The San Francisco Silent Film Festival held a one day event at the Castro Theater on February 16.

The event consisted of five programs but I only saw one since the event conflicted with the San Francisco Independent Film Festival.  The films I missed were Snow White, The Thief of Bagdad, My Best Girl & Faust.  I saw Faust (directed by F.W. Murnau) at the 2012 Cinequest.  I would have liked to have seen The Thief of Bagdad and My Best Girl which starred Douglas Fairbanks & Mary Pickford, respectively.

I saw a short film program titled "Think Slow, Act Fast: Buster Keaton Shorts" which consisted of three films.

One Week starring Buster Keaton & Sybil Seely; with Joe Roberts; directed by Edward F. Cline & Buster Keaton; silent with intertitles; (1920)
The Scarecrow starring Buster Keaton & Sybil Seely; with Joe Roberts & Joe Keaton; directed by Edward F. Cline & Buster Keaton; silent with intertitles; (1920)
The Play House starring Buster Keaton; with Virginia Fox & Joe Roberts; directed by Edward F. Cline & Buster Keaton; silent with intertitles; (1921)

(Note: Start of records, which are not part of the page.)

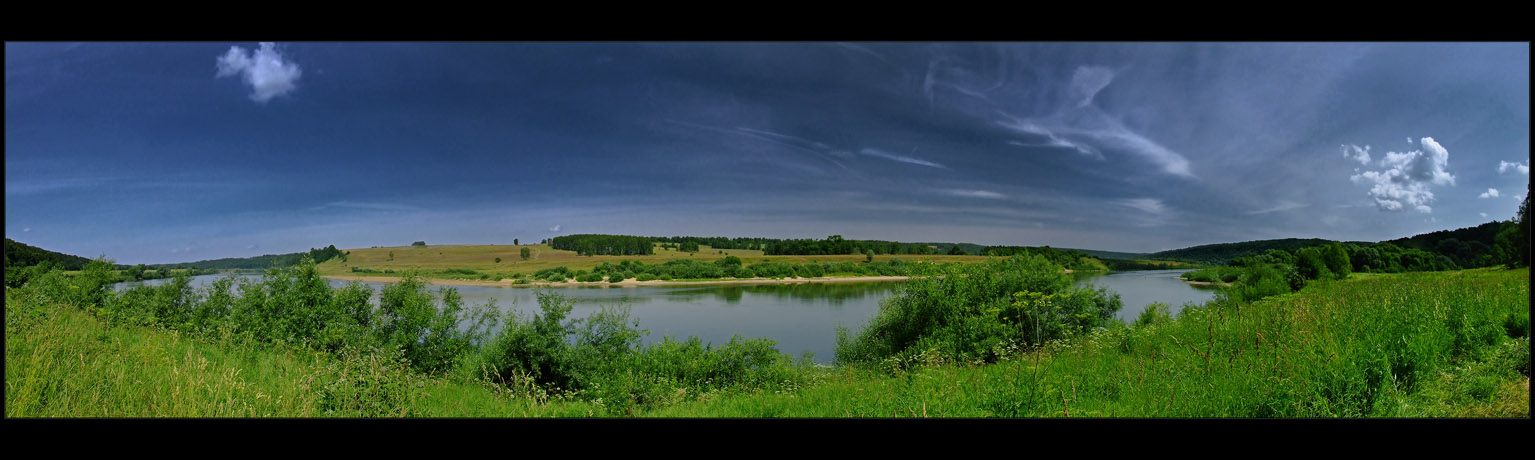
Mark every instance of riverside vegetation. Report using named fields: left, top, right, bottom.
left=6, top=251, right=1529, bottom=417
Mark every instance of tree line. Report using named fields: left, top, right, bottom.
left=550, top=235, right=655, bottom=256
left=155, top=244, right=347, bottom=270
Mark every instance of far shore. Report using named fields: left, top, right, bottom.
left=316, top=274, right=912, bottom=288
left=1179, top=278, right=1231, bottom=287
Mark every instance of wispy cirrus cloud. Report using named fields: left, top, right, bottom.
left=858, top=149, right=949, bottom=169
left=310, top=201, right=425, bottom=212
left=1114, top=198, right=1173, bottom=227
left=993, top=66, right=1197, bottom=179
left=216, top=41, right=304, bottom=104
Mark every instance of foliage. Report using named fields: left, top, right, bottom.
left=158, top=244, right=347, bottom=270
left=1147, top=238, right=1332, bottom=264
left=550, top=235, right=655, bottom=256
left=837, top=255, right=1121, bottom=368
left=981, top=245, right=1107, bottom=271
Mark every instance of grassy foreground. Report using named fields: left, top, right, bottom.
left=5, top=265, right=1530, bottom=417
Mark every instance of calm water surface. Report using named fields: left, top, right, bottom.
left=1073, top=270, right=1219, bottom=324
left=117, top=270, right=1214, bottom=363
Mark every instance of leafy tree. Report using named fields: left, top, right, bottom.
left=1322, top=242, right=1354, bottom=279
left=126, top=264, right=147, bottom=281
left=1296, top=247, right=1332, bottom=279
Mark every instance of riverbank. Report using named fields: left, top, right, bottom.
left=325, top=274, right=910, bottom=288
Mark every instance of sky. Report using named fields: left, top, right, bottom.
left=5, top=43, right=1530, bottom=264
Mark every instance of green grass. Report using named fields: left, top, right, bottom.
left=6, top=265, right=1529, bottom=417
left=5, top=290, right=603, bottom=417
left=318, top=244, right=987, bottom=281
left=648, top=270, right=1529, bottom=417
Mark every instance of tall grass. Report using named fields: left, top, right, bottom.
left=651, top=265, right=1529, bottom=417
left=5, top=254, right=1529, bottom=417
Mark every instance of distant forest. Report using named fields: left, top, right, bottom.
left=5, top=238, right=100, bottom=270
left=550, top=235, right=655, bottom=256
left=157, top=244, right=347, bottom=270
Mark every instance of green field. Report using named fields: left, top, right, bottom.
left=6, top=260, right=1530, bottom=417
left=318, top=244, right=987, bottom=279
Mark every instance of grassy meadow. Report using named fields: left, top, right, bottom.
left=318, top=244, right=987, bottom=281
left=6, top=253, right=1530, bottom=417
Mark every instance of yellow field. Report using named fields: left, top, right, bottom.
left=319, top=244, right=985, bottom=278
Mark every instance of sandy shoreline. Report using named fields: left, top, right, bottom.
left=317, top=274, right=910, bottom=288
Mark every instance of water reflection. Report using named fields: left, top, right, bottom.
left=115, top=270, right=1214, bottom=363
left=1073, top=270, right=1219, bottom=324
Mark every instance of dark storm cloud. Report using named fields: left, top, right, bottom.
left=6, top=43, right=1529, bottom=262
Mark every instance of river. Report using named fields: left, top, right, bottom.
left=117, top=270, right=1214, bottom=363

Donald Sosin accompanied the films on piano.  Frank Buxton introduced the films.

I cannot recall laughing more than I did during this program.

One Week - Keaton & Sybil Seely are newlyweds who receive a DIY house building kit.  A spurned suitor renumbers the parts and causes hilarious mischief.  The finished house looks like a Picasso painting.  Memorable gags included the house spinning on its vertical axis during a windstorm and a train missing a car stuck on the railroad tracks.

The Scarecrow - Keaton woos the farmer's daughter (Seely).  After losing his shirt in a hay thresher, he dresses in the scarecrow's clothes.  Memorable gags includes a pit bull chasing Buster, Keaton and Joe Roberts tossing sundry items around with jury rigged ropes and Keaton, Seely & a preacher on a motorcycle.

The Play House - Keaton is a theater stagehand who falls in love with an identical twin but keeps confusing her with her sister.  (In)famous gags include Keaton (sometimes) in blackface simultaneously performing nine parts via trick photography, Keaton in drag & Keaton pretending to be an orangutan.